Hammerschlag Margaret R, Sharma Roopali
State University of New York Downstate Medical Center, 450 Clarkson Avenue, Brooklyn, NY 11203-2098, USA.
Expert Opin Investig Drugs. 2008 Mar;17(3):387-400. doi: 10.1517/13543784.17.3.387.
The ketolides are a subclass of macrolides, which were designed specifically to overcome macrolide-resistant respiratory pathogens. Ketolides lack the cladinose sugar, which is replaced with a 3-ketone group. Ketolides bind to a secondary region on domain II of the 23S rRNA subunit. Telithromycin was the first ketolide to be approved by the FDA in 2004 for treatment of community-acquired pneumonia (CAP), acute exacerbations of chronic bronchitis (AECB) and sinusitis. However, in 2006, after reports of serious hepatotoxicity, the FDA issued a public health advisory followed by a warning. In 2007 the indications for treatment of AECB and sinusitis were removed from the labeling. Cethromycin (ABT-773) is the only other ketolide currently under clinical development.

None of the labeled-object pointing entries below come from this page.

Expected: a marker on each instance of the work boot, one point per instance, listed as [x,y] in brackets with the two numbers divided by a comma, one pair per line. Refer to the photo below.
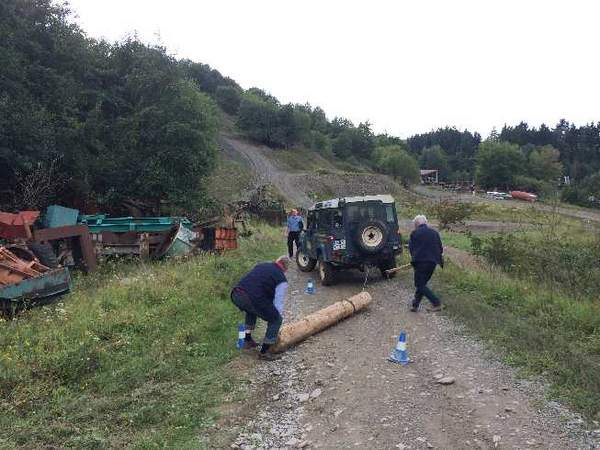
[436,308]
[268,356]
[249,344]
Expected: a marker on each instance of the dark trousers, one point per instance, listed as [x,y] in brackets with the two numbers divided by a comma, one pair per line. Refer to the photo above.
[293,236]
[423,273]
[263,309]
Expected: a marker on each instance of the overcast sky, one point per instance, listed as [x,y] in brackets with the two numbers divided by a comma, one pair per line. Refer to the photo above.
[407,67]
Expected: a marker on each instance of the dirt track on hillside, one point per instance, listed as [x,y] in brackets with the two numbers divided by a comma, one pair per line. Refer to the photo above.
[300,187]
[357,399]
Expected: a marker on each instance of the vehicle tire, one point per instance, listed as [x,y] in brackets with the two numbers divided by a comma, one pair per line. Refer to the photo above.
[305,263]
[45,253]
[387,265]
[371,236]
[326,273]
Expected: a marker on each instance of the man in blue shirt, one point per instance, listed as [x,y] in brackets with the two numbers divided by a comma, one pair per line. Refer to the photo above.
[294,227]
[261,293]
[426,253]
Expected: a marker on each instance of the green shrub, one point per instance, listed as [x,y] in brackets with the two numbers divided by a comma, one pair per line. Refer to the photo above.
[565,262]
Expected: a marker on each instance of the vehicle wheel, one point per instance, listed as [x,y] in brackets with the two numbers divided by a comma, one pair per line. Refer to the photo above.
[371,236]
[387,265]
[305,263]
[326,273]
[45,253]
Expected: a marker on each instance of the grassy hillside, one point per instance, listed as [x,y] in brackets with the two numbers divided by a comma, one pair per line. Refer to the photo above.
[136,355]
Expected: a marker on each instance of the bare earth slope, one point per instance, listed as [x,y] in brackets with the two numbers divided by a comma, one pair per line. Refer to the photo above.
[301,187]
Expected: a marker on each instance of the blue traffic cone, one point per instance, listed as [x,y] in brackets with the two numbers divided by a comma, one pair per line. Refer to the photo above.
[400,354]
[310,287]
[241,335]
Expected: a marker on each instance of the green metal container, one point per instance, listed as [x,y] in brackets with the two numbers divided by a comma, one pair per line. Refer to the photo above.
[59,216]
[101,222]
[34,290]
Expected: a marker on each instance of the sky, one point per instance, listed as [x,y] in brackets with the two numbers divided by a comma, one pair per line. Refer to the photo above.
[406,67]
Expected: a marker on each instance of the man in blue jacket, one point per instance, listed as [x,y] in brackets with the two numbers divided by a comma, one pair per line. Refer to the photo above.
[261,293]
[426,253]
[295,225]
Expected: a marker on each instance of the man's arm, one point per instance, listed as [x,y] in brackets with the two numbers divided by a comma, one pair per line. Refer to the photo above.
[411,243]
[279,298]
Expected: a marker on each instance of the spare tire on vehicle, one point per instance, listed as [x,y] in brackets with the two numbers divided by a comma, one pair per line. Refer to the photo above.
[371,236]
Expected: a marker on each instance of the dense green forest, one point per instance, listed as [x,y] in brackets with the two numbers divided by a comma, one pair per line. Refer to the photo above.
[92,124]
[95,124]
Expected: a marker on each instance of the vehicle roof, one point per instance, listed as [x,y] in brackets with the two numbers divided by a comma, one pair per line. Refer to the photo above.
[337,202]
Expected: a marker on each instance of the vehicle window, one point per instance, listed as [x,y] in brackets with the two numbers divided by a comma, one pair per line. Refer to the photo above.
[324,219]
[389,214]
[312,220]
[337,219]
[361,212]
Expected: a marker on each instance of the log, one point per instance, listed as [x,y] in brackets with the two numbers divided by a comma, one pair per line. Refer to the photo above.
[295,332]
[398,269]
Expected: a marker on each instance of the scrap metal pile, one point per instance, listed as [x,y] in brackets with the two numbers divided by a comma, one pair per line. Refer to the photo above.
[25,281]
[38,248]
[15,270]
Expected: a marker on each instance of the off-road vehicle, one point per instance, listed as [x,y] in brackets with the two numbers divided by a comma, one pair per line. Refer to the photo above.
[350,232]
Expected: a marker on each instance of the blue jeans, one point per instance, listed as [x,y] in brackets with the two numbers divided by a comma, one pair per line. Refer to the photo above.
[423,273]
[263,309]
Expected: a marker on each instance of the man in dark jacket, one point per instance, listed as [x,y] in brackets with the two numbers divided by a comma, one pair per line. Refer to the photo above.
[295,225]
[261,293]
[426,252]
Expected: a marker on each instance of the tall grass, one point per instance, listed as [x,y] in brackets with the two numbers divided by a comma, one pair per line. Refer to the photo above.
[136,355]
[542,331]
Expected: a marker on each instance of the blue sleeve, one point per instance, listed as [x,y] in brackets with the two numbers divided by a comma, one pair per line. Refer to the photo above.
[279,299]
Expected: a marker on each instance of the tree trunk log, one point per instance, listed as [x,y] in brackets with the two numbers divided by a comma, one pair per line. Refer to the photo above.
[295,332]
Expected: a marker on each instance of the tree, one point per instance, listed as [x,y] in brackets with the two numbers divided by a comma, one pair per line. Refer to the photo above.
[435,158]
[116,121]
[395,160]
[257,116]
[544,164]
[228,98]
[498,163]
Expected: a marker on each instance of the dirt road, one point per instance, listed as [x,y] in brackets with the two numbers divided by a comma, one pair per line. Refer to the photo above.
[337,390]
[265,170]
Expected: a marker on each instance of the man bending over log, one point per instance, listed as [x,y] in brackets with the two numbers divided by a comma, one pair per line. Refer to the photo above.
[261,293]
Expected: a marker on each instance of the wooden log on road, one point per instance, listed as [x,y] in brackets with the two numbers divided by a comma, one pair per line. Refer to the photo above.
[295,332]
[398,269]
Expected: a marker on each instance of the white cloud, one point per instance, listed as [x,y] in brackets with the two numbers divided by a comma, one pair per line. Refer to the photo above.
[405,66]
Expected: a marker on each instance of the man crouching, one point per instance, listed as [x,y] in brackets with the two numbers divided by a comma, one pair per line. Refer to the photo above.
[261,293]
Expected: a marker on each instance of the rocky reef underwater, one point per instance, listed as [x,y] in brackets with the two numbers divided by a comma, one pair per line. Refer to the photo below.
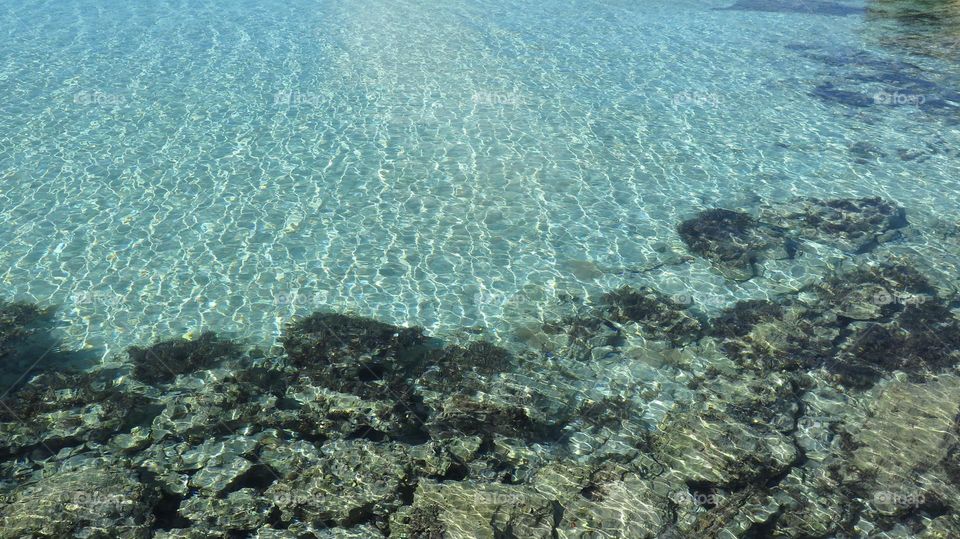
[832,410]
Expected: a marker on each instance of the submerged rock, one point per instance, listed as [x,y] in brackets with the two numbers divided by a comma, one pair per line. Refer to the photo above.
[93,502]
[659,316]
[165,360]
[354,482]
[356,355]
[855,225]
[734,242]
[473,510]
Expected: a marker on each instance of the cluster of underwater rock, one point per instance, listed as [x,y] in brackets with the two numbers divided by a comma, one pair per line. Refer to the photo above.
[832,411]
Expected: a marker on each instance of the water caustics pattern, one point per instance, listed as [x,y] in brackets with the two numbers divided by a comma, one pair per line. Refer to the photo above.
[171,166]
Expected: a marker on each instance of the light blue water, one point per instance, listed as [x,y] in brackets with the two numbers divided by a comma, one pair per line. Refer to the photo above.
[171,166]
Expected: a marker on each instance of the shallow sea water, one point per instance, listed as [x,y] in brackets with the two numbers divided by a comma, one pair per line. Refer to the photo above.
[168,167]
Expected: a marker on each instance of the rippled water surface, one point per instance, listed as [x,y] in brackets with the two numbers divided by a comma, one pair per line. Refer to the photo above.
[167,167]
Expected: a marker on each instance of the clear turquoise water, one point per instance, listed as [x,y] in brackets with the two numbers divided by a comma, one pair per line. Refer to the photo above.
[167,167]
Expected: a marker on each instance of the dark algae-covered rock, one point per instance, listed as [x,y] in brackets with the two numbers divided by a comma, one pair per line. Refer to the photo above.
[334,338]
[633,416]
[658,314]
[734,242]
[854,225]
[163,361]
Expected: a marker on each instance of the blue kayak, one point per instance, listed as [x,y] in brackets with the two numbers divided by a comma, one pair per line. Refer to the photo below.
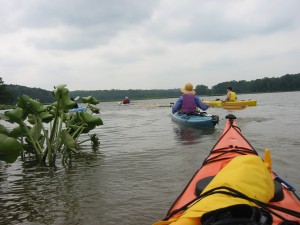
[198,119]
[80,109]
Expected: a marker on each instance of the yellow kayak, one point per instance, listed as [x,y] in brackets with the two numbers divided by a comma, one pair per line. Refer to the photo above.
[219,103]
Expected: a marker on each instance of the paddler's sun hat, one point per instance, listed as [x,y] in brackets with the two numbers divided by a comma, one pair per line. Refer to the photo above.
[188,89]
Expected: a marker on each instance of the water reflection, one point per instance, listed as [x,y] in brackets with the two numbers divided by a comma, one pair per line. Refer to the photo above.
[190,135]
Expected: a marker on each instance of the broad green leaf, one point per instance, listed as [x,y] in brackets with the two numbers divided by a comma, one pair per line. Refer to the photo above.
[16,132]
[68,140]
[90,119]
[35,132]
[30,105]
[10,149]
[3,130]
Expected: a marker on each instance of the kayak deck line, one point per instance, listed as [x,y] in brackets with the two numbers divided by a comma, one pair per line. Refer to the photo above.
[232,146]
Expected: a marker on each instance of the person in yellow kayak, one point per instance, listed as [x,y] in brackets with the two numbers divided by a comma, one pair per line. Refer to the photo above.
[231,95]
[188,101]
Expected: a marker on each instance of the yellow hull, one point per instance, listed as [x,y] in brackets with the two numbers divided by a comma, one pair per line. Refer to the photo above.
[219,103]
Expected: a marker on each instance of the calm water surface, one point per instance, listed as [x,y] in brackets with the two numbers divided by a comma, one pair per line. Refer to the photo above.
[143,163]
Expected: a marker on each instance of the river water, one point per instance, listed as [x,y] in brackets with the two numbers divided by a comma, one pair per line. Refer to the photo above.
[143,163]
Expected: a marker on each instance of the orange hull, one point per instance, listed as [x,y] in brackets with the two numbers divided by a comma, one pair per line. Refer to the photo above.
[231,144]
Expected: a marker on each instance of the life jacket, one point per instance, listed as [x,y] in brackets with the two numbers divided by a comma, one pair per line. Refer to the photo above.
[188,104]
[233,96]
[246,174]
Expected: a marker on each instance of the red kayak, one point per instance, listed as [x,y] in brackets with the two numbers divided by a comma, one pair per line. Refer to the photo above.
[235,186]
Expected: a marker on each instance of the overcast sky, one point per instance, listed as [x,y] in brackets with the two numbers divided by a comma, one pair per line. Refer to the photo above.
[146,44]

To review currently available data on cethromycin, including chemistry, in vitro activity, pharmacokinetics, pharmacodynamics, in vivo activity and results of treatment studies in humans.
A search was made in PubMed, pharmaceutical databases and meeting abstracts using the terms ketolides, ABT-773 and cethromycin.
RESULTS/CONCLUSIONS: Cethromycin has comparable tissue penetration, pharmacokinetics and in vitro activity compared with telithromycin to Streptococcus pneumoniae, including multidrug-resistant isolates, Haemophilus influenzae, Moraxella catarrhalis, Chlamydophila pneumoniae, Mycoplasma pneumoniae and Legionella pneumophila. There is only one published CAP treatment study that compared cethromycin 150 mg q.d. with 150 mg b.i.d. One Phase II and a Phase II/III study have been presented in abstract form, both were non-comparative, dose-ranging studies, which suggested that 150 mg q.d. or 300 mg q.d. were comparable in terms of clinical response and bacterial eradication, although data on the latter are limited. Data on side effects are limited and appear to be mainly gastrointestinal. There have been no reports of serious hepatotoxicity at the time of this writing. Cethromycin may have other uses in addition to treatment of CAP respiratory infections, including treatment of infections due to Neisseria gonorrhoeae and Chlamydia trachomatis and bioterrorism agents including Bacillus anthracis, Yersinia pestis and Francisella tularensis.
酮内酯类是大环内酯类的一个亚类,其设计目的是专门克服对大环内酯类耐药的呼吸道病原体。酮内酯类缺乏克拉定糖,取而代之的是一个3-酮基。酮内酯类与23S rRNA亚基结构域II的一个二级区域结合。泰利霉素是2004年首个获美国食品药品监督管理局(FDA)批准用于治疗社区获得性肺炎(CAP)、慢性支气管炎急性加重(AECB)和鼻窦炎的酮内酯类药物。然而,2006年,在有严重肝毒性的报告后,FDA发布了一份公共卫生咨询报告,随后发出了警告。2007年,AECB和鼻窦炎的治疗适应症从药品标签中删除。塞托霉素(ABT-773)是目前正在进行临床开发的唯一一种其他酮内酯类药物。
综述目前可获得的关于塞托霉素的数据,包括化学性质、体外活性、药代动力学、药效学、体内活性以及人体治疗研究结果。
在PubMed、药学数据库和会议摘要中使用酮内酯类、ABT-773和塞托霉素等术语进行检索。
结果/结论:与泰利霉素相比,塞托霉素对肺炎链球菌(包括多重耐药菌株)、流感嗜血杆菌、卡他莫拉菌、肺炎衣原体、肺炎支原体和嗜肺军团菌具有相当的组织穿透力、药代动力学和体外活性。仅有一项已发表的CAP治疗研究比较了每日150 mg的塞托霉素与每日两次、每次150 mg的塞托霉素。一项II期研究和一项II/III期研究已以摘要形式发表,两者均为非对照、剂量范围研究,结果表明每日150 mg或每日300 mg在临床反应和细菌清除方面相当,不过关于后者的数据有限。副作用数据有限,似乎主要是胃肠道方面的。在撰写本文时,尚无严重肝毒性的报告。除治疗CAP呼吸道感染外,塞托霉素可能还有其他用途,包括治疗淋病奈瑟菌和沙眼衣原体感染以及生物恐怖主义病原体感染,如炭疽芽孢杆菌、鼠疫耶尔森菌和土拉弗朗西斯菌。